Ryan Seacrest, host of American Idol and a Silverman pal, observes, "I think that Ben knows the rules but doesn't always play by them."
The chatter around Silverman also includes anecdotes about blowing off meetings, office absences, squishy business dealings, and party-animal behavior, all of which he denies. One person who works closely with him described Silverman to me as "undisciplined"; another called him a "big puppy dog" - and these are people who admire him.
Others in Hollywood roll their eyes and portray him as a skilled salesman and packager who lacks the creative vision to restore the glory that NBC knew when it was on top with shows like Seinfeld, Friends, Frasier, and The West Wing.
Silverman has invited some of the criticism, perhaps, with a cavalier, off-the-cuff style. Dick Wolf, creator of the hugely successful Law & Order franchise and its offshoots for NBC, was livid after Silverman invited him to a meeting and then failed to show up, two of Wolf's associates say. (He declined to comment, but Silverman says there is no beef between them and notes that NBC recently ordered a new pilot from Wolf's company.)

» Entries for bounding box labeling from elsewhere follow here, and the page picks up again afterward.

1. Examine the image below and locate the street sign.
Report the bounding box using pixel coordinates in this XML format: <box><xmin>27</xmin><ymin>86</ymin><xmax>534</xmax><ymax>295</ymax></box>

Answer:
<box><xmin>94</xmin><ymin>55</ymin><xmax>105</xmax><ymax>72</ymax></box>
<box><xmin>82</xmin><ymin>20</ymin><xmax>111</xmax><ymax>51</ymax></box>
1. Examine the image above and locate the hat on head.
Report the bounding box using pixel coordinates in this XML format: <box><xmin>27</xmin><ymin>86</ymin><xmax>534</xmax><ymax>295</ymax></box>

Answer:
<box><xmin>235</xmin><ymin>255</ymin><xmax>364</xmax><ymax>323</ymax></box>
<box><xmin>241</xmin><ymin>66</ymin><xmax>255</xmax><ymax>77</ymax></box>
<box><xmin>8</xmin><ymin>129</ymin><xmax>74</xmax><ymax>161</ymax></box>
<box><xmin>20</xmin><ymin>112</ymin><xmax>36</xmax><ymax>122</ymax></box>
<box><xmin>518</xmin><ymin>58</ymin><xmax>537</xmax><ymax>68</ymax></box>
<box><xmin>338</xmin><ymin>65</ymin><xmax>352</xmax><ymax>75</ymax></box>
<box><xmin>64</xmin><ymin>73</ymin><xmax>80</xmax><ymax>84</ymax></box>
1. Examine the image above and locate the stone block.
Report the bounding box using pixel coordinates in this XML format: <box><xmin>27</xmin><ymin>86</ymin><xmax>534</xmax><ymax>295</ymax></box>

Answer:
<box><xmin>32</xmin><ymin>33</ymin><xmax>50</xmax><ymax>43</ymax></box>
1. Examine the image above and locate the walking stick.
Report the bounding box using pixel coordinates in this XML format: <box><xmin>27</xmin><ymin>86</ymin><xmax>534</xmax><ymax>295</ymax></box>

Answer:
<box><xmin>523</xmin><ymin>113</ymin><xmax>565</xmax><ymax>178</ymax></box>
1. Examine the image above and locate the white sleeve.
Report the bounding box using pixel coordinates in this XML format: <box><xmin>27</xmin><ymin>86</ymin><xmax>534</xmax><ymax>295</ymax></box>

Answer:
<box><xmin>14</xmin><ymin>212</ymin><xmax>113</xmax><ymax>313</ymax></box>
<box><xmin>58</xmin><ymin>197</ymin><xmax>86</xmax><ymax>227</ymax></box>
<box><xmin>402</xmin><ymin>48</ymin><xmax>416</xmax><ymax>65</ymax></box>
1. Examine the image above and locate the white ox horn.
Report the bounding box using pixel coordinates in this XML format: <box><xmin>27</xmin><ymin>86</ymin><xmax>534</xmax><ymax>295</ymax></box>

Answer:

Similarly, in the Universal Studios commissary, Silverman got into a heated - and much chattered about - argument with Ari Emanuel, the powerful head of the Endeavor Talent Agency, who took him to task for purportedly missing meetings.
Last year Silverman labeled his predecessor at NBC, Kevin Reilly (who now runs programming at Fox), and Steve McPherson, the top programmer at ABC, "D-girls" - a somewhat derogatory industry term for young women who work developing shows with hopes of moving up the network apparatus.
In a similar vein, when I asked him why he didn't seem concerned that NBC trailed its rivals in viewers, he explained that conventional ratings are obsolete: "The audience that watches my show goes to the theater and goes to dinner and owns DVRs. Their audience watches through an antenna."
Some of Silverman's cockiness comes with the knowledge that since building his production company, Reveille - and then selling it earlier this year for around $125 million - he doesn't need the job. He's there because running NBC was his childhood dream.
"Ben is one of those unique characters who attracts attention," says Zucker. "He's young, single, wealthy, and beautiful. There are a lot of reasons to be jealous of Ben before you even put him in this job."
The night before the Emmy Awards, Silverman was at the Chateau Marmont hotel with an entourage that included his mother, Mary, and his girlfriend, Jennifer. At a party celebrating the numerous nominations for the NBC sitcom 30 Rock, he smiled broadly and posed for photos with cast members.